Ярко светило, пригревало майское солнце. Легкий ветер налетал со стороны Ченстоховы. В мареве проступал силуэт величественного костела, стоявшего на горе. Прохоров и Фролов устроились работать рядом. Илья смазывал уже вырезанные по шаблону слои толстой кожи клеем, складывал их, обстукивал их киянкой, уложив на сапожную «лапу», а затем накрепко сбивал тоники деревянными гвоздиками, намечая отверстия тонким шилом. Готовые кожаные подметки Фролов раскладывал на солнце для просушки.
Михаил орудовал специальным шилом с заусенцем на самом конце, прошивал подметки по периметру дратвой. Вообще-то во время работы пленным запрещалось общаться, разве только по производственной необходимости. Но охрана смотрела на разговоры сквозь пальцы. Лишь бы не говорили громко и не широко открывали рты.
Фролов держал во рту пучок деревянных гвоздиков, неглубоко колол шилом толстую кожу и мастерски, с одного удара, загонял их молотком. А потому и говорил, почти не открывая рта.
– …вот ты мне сказал, что не мог драться до последней капли крови, когда тебя в плен взяли. Мол, навалились, скрутили, и все такое прочее. Может, оно и так было. Кто теперь подтвердит?
– Тебе моего слова мало? – обиделся Михаил.
– Я не о том. У человека всегда выбор есть. Скажем, кто тебе мешает сейчас наброситься на охранника и убить его. Задушить можно или шилом пырнуть. Если каждый красноармеец хоть одного немца убил бы, война бы кончилась. А как передо мной оправдаешься?
– Конечно, вопрос ты мне, Илья, задал. Я бы мог, в свою очередь, спросить у тебя, почему сам так не делаешь? Но это неправильно. На вопрос вопросом отвечать нельзя.
– Резонно мыслишь, – усмехнулся Илья, густо размазывая кистью из толстой щетины клей по кожаной подошве.

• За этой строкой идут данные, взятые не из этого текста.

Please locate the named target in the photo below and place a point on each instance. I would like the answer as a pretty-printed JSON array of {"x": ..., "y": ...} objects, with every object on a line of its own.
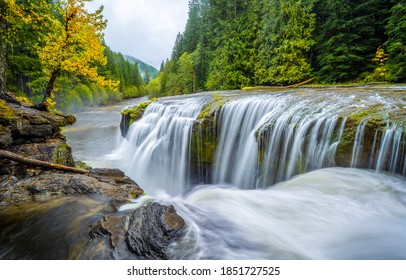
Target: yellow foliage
[{"x": 76, "y": 43}]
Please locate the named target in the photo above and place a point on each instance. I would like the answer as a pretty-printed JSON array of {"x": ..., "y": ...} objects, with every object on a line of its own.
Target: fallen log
[{"x": 34, "y": 162}]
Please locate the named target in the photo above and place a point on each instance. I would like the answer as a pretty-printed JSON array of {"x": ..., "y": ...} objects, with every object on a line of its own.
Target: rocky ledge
[
  {"x": 148, "y": 232},
  {"x": 35, "y": 136},
  {"x": 31, "y": 147}
]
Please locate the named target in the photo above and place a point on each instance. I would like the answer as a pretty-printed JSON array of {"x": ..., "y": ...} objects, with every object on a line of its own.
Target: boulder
[
  {"x": 152, "y": 229},
  {"x": 46, "y": 185}
]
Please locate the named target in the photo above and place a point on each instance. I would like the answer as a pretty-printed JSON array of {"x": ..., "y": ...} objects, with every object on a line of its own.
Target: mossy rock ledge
[{"x": 35, "y": 135}]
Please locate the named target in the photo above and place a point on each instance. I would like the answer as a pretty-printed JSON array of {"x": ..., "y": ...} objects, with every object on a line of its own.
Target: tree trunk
[
  {"x": 50, "y": 89},
  {"x": 3, "y": 57},
  {"x": 34, "y": 162}
]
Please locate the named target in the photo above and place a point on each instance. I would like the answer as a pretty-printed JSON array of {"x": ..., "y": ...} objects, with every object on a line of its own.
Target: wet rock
[
  {"x": 5, "y": 136},
  {"x": 152, "y": 229},
  {"x": 48, "y": 185},
  {"x": 123, "y": 186},
  {"x": 114, "y": 227}
]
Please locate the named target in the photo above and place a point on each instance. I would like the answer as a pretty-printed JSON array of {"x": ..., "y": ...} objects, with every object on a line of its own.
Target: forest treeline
[
  {"x": 230, "y": 44},
  {"x": 52, "y": 52}
]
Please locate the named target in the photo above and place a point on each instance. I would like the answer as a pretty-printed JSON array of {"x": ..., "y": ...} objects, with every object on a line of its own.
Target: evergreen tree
[
  {"x": 349, "y": 37},
  {"x": 286, "y": 38}
]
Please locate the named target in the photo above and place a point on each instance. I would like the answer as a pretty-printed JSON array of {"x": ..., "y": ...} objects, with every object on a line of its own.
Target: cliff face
[
  {"x": 33, "y": 134},
  {"x": 36, "y": 135}
]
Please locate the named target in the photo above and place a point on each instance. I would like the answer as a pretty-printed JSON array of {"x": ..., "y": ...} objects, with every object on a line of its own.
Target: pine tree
[
  {"x": 286, "y": 38},
  {"x": 396, "y": 30}
]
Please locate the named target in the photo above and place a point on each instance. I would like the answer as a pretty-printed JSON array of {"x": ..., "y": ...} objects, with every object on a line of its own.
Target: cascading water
[
  {"x": 296, "y": 135},
  {"x": 260, "y": 140},
  {"x": 157, "y": 151}
]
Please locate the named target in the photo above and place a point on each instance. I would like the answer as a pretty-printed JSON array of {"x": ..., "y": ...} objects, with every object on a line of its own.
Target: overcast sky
[{"x": 145, "y": 29}]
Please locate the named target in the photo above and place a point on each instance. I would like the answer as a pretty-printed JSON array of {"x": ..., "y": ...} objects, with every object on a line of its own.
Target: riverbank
[{"x": 38, "y": 176}]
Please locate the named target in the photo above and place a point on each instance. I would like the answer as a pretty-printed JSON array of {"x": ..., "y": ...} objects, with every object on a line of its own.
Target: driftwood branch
[{"x": 34, "y": 162}]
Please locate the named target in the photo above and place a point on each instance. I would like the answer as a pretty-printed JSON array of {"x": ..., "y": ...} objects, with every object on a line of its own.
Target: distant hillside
[{"x": 143, "y": 67}]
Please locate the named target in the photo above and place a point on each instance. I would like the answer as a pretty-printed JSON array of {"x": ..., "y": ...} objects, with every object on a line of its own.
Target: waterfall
[
  {"x": 156, "y": 150},
  {"x": 261, "y": 139},
  {"x": 391, "y": 153},
  {"x": 296, "y": 135}
]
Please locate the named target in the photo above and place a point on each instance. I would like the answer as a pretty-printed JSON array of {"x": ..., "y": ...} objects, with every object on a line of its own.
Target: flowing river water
[{"x": 286, "y": 199}]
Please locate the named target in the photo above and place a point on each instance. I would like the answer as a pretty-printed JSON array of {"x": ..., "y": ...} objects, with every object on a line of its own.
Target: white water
[
  {"x": 157, "y": 152},
  {"x": 334, "y": 213},
  {"x": 329, "y": 213},
  {"x": 298, "y": 137}
]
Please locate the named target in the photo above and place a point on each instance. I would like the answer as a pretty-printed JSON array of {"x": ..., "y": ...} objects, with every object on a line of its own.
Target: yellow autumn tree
[
  {"x": 22, "y": 23},
  {"x": 74, "y": 48}
]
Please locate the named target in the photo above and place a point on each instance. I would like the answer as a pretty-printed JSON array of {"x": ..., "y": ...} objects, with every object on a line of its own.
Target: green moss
[
  {"x": 61, "y": 154},
  {"x": 135, "y": 113},
  {"x": 215, "y": 105},
  {"x": 6, "y": 112}
]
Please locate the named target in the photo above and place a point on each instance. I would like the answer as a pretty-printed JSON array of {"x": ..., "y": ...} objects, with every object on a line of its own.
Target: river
[
  {"x": 96, "y": 133},
  {"x": 320, "y": 211}
]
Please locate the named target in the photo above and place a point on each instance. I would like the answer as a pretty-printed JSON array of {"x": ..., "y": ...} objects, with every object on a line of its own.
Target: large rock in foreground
[
  {"x": 47, "y": 185},
  {"x": 152, "y": 229}
]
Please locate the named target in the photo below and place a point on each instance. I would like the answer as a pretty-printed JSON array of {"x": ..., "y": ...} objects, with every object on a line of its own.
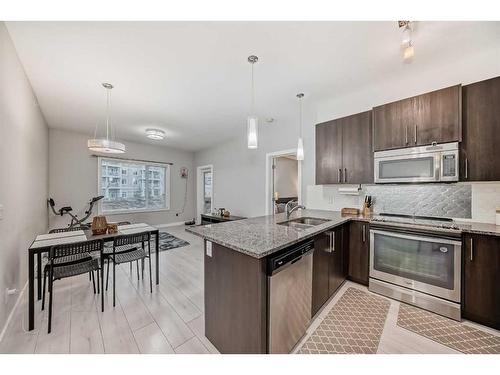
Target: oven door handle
[{"x": 417, "y": 237}]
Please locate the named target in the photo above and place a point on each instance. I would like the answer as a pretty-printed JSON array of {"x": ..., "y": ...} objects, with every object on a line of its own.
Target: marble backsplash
[
  {"x": 459, "y": 201},
  {"x": 442, "y": 200}
]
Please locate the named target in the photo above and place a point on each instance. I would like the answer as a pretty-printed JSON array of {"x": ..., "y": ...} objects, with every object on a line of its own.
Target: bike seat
[{"x": 62, "y": 210}]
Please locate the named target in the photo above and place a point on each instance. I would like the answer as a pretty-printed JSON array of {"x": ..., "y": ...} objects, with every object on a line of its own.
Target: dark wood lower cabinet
[
  {"x": 359, "y": 252},
  {"x": 481, "y": 279},
  {"x": 321, "y": 262},
  {"x": 328, "y": 266}
]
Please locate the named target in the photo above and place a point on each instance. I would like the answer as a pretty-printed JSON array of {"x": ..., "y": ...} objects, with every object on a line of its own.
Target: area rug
[
  {"x": 169, "y": 241},
  {"x": 353, "y": 326},
  {"x": 447, "y": 332}
]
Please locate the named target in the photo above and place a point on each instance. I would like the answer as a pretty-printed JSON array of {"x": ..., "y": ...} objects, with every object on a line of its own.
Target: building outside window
[{"x": 134, "y": 194}]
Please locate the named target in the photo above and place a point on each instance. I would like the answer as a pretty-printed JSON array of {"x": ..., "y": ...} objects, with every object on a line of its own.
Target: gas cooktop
[{"x": 430, "y": 221}]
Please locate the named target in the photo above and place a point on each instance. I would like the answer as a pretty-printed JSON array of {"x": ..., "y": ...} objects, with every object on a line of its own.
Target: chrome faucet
[{"x": 288, "y": 210}]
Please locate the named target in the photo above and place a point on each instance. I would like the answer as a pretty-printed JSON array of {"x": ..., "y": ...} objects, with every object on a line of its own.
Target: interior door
[
  {"x": 481, "y": 296},
  {"x": 329, "y": 152},
  {"x": 357, "y": 155}
]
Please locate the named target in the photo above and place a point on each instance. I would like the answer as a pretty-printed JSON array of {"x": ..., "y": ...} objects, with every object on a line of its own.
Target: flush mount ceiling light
[
  {"x": 300, "y": 143},
  {"x": 252, "y": 119},
  {"x": 106, "y": 145},
  {"x": 156, "y": 134},
  {"x": 407, "y": 41}
]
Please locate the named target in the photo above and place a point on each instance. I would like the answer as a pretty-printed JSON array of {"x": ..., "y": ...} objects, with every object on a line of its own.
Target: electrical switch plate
[{"x": 209, "y": 248}]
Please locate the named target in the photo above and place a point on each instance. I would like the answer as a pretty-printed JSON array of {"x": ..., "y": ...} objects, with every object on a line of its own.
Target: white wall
[
  {"x": 240, "y": 173},
  {"x": 286, "y": 177},
  {"x": 23, "y": 172},
  {"x": 73, "y": 178}
]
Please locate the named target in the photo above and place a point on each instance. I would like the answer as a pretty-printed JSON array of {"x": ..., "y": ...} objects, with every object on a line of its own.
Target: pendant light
[
  {"x": 252, "y": 119},
  {"x": 300, "y": 143},
  {"x": 106, "y": 145}
]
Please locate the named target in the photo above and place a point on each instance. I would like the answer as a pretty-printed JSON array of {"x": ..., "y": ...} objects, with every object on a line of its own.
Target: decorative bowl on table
[
  {"x": 112, "y": 228},
  {"x": 99, "y": 225}
]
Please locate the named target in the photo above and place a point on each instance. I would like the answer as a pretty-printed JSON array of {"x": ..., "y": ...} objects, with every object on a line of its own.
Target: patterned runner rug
[
  {"x": 448, "y": 332},
  {"x": 353, "y": 326}
]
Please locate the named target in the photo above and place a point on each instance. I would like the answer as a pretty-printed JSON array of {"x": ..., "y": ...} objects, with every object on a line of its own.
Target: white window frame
[{"x": 168, "y": 186}]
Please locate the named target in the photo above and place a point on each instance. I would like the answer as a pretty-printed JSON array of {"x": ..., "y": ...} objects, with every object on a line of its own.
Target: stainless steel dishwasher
[{"x": 290, "y": 297}]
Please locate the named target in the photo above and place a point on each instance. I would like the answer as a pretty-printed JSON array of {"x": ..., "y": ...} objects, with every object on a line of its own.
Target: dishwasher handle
[{"x": 280, "y": 262}]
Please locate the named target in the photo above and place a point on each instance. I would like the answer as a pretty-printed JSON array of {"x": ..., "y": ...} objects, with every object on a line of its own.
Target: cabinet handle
[
  {"x": 471, "y": 249},
  {"x": 329, "y": 248}
]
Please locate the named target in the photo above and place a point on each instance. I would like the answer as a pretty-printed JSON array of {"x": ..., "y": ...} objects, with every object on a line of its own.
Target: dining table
[{"x": 43, "y": 243}]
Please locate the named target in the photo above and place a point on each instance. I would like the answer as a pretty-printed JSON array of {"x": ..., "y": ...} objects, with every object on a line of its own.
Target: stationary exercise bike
[{"x": 75, "y": 221}]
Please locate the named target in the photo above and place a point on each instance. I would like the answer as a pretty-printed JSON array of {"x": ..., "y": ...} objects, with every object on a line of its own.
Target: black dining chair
[
  {"x": 127, "y": 249},
  {"x": 71, "y": 260}
]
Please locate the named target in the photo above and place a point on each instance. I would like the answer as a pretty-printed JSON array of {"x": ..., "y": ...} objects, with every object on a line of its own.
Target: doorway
[
  {"x": 205, "y": 181},
  {"x": 283, "y": 180}
]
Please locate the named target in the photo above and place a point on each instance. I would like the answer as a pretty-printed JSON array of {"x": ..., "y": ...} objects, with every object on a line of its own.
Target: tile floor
[{"x": 168, "y": 321}]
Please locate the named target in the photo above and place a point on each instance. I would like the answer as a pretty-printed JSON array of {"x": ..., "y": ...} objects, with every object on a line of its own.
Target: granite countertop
[{"x": 262, "y": 236}]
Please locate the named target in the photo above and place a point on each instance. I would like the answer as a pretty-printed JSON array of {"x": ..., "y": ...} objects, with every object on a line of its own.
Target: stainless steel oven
[
  {"x": 434, "y": 163},
  {"x": 422, "y": 269}
]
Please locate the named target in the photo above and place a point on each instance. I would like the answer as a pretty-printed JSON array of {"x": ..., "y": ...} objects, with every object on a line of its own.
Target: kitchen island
[{"x": 236, "y": 264}]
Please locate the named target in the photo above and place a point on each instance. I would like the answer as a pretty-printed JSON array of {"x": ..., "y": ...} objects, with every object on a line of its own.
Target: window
[{"x": 137, "y": 193}]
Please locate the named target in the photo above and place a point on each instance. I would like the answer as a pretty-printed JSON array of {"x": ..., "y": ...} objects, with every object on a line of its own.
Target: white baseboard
[
  {"x": 177, "y": 223},
  {"x": 11, "y": 314}
]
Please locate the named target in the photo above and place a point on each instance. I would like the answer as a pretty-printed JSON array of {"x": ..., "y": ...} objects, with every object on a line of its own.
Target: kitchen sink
[{"x": 304, "y": 222}]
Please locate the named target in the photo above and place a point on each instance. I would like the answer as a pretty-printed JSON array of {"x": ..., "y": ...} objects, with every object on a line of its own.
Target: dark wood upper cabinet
[
  {"x": 481, "y": 279},
  {"x": 359, "y": 251},
  {"x": 357, "y": 153},
  {"x": 328, "y": 153},
  {"x": 344, "y": 150},
  {"x": 419, "y": 120},
  {"x": 329, "y": 266},
  {"x": 480, "y": 156}
]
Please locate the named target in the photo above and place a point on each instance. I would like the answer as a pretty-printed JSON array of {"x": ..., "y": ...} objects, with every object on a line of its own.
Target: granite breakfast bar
[{"x": 236, "y": 268}]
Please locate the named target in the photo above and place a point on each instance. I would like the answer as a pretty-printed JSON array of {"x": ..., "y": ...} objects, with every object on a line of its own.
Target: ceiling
[{"x": 192, "y": 80}]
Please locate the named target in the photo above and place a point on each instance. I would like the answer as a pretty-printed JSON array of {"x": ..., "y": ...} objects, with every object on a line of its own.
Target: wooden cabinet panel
[
  {"x": 388, "y": 129},
  {"x": 480, "y": 156},
  {"x": 437, "y": 117},
  {"x": 419, "y": 120},
  {"x": 321, "y": 260},
  {"x": 359, "y": 252},
  {"x": 336, "y": 268},
  {"x": 481, "y": 279},
  {"x": 328, "y": 153},
  {"x": 357, "y": 156}
]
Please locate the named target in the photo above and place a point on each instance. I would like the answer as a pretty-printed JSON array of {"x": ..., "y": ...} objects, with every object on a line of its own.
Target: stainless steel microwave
[{"x": 434, "y": 163}]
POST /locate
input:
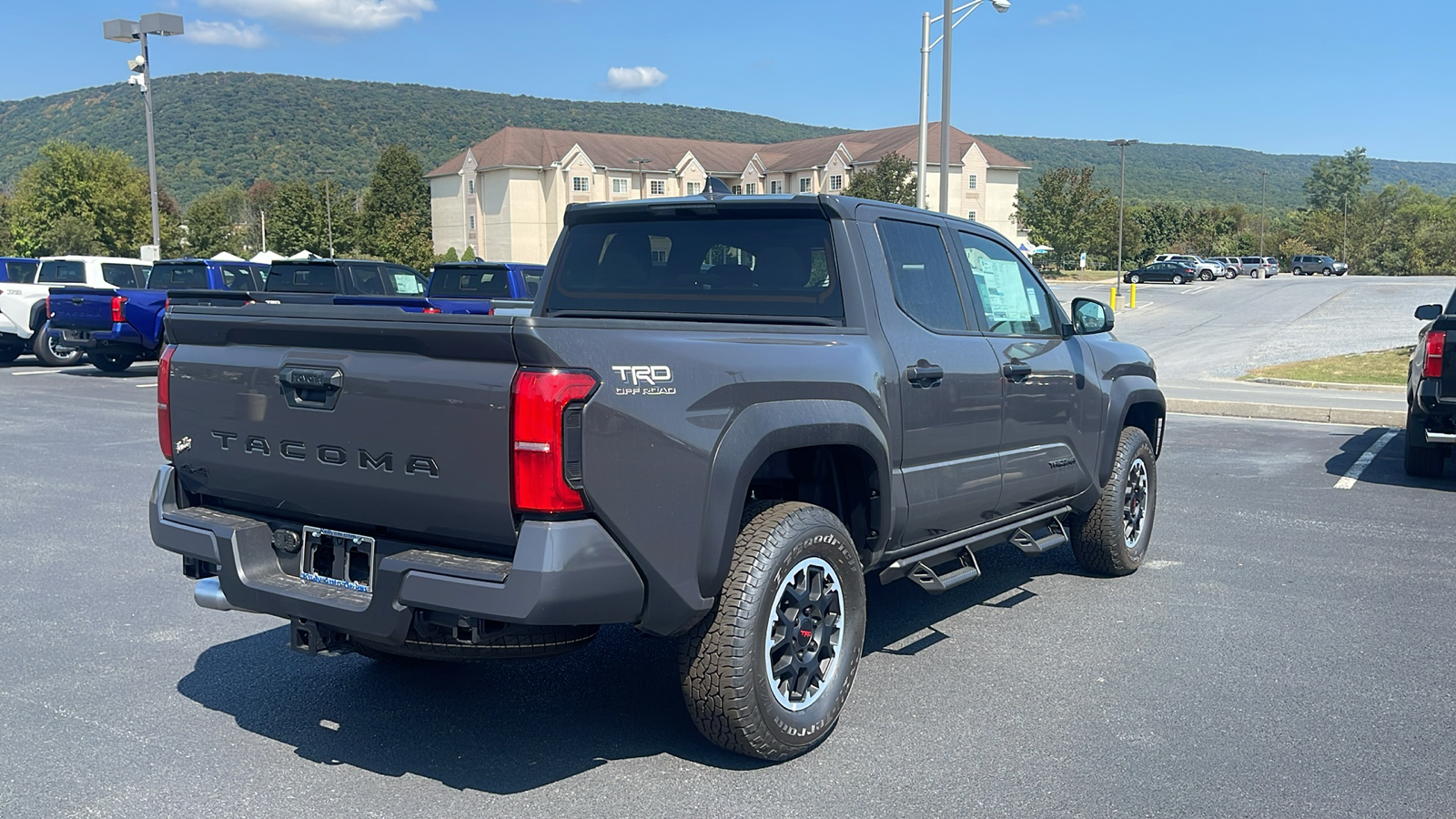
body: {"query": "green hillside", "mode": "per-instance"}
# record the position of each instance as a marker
(233, 127)
(1208, 174)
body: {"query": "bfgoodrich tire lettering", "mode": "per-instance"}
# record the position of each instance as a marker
(795, 589)
(1113, 537)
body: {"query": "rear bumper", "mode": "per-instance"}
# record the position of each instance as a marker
(564, 573)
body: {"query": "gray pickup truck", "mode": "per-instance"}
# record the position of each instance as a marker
(721, 416)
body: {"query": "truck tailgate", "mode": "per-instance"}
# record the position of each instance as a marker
(339, 417)
(80, 308)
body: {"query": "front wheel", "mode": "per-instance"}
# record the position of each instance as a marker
(111, 361)
(768, 671)
(50, 351)
(1113, 537)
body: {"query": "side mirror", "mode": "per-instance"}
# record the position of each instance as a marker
(1091, 317)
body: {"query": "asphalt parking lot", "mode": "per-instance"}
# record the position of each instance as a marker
(1286, 652)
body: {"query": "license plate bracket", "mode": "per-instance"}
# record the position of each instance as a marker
(342, 560)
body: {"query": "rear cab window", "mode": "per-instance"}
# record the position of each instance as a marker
(728, 263)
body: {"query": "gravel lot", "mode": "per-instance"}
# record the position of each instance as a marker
(1288, 652)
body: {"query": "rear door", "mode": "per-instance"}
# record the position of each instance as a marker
(946, 376)
(1050, 419)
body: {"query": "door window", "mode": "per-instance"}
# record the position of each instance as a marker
(1012, 299)
(922, 276)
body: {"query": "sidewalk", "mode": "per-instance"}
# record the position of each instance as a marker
(1249, 399)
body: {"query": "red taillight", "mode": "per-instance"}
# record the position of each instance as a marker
(539, 460)
(165, 399)
(1434, 353)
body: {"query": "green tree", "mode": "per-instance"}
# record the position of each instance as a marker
(892, 179)
(218, 220)
(82, 197)
(1337, 179)
(1067, 212)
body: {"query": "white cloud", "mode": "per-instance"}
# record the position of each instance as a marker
(1072, 12)
(635, 79)
(239, 34)
(329, 15)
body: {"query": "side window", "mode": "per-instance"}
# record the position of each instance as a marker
(921, 273)
(1011, 296)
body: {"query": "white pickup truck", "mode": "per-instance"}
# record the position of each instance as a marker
(22, 303)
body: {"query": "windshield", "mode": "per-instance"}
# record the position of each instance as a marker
(710, 266)
(477, 281)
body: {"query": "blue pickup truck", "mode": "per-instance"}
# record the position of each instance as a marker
(482, 288)
(116, 329)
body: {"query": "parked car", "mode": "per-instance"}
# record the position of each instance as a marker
(1431, 392)
(1178, 273)
(698, 453)
(1324, 266)
(22, 305)
(116, 329)
(484, 288)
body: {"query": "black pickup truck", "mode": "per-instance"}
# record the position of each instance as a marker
(721, 414)
(1431, 392)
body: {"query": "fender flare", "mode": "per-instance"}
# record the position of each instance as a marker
(1125, 392)
(750, 439)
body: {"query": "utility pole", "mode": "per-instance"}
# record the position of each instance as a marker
(1264, 182)
(1121, 193)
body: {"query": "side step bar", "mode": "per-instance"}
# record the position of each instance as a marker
(921, 566)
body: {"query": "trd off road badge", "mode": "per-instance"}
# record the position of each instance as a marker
(644, 379)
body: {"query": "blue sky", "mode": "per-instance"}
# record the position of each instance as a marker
(1283, 76)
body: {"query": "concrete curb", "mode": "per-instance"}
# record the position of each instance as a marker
(1289, 413)
(1331, 385)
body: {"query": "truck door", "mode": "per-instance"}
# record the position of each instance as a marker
(1050, 414)
(946, 379)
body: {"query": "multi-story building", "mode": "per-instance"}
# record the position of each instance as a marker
(506, 197)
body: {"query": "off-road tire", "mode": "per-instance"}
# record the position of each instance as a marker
(728, 688)
(511, 643)
(1421, 460)
(111, 361)
(1098, 540)
(41, 346)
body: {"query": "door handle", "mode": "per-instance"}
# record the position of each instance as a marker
(924, 373)
(1016, 372)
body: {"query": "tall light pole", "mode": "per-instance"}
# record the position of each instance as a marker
(133, 31)
(640, 162)
(1121, 191)
(945, 94)
(328, 205)
(1264, 184)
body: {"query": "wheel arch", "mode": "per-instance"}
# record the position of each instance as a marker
(783, 445)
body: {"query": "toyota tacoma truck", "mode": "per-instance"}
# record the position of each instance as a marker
(723, 416)
(1431, 392)
(116, 329)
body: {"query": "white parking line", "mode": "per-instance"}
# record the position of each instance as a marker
(1349, 481)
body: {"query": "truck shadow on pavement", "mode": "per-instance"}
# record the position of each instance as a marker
(1388, 467)
(513, 726)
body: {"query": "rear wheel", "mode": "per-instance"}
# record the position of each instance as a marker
(50, 351)
(1113, 537)
(768, 671)
(111, 361)
(1421, 460)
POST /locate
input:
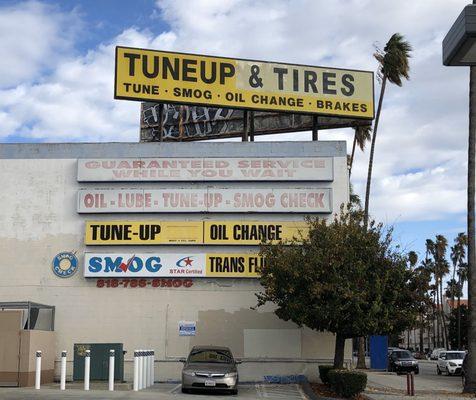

– Если бы я знал, что каждый наш человек так поступит, не думал бы, не сомневался бы ни секунды. А попусту жизнь свою отдавать не хочется. Одна она. Да еще за собой десять пленных товарищей в петлю или на расстрел потащу, – Прохоров зло тянул дратву. – Думаешь, мне не муторно сапоги тачать, в которых нацисты нашу землю топчут?
– Значит, ты надеешься отсюда выбраться и снова воевать, – подытожил Фролов. – Иначе твоя жизнь для Родины ничего уже не значит. От нее только вред один в настоящий момент.
– И ты надеешься.
– Как сказать. – Илья сгреб черенком кисточки застывший клей с края консервной банки, помял его пальцами, слепив небольшой кубик, и поставил сохнуть между готовыми подошвами, – на удивленный взгляд Прохорова пояснил: – Клей из костей варят. Тот же бульон. В ту баланду, которую нам дают, кинешь, силы поддержать можно. Я и тебе советую, если подольше протянуть хочешь.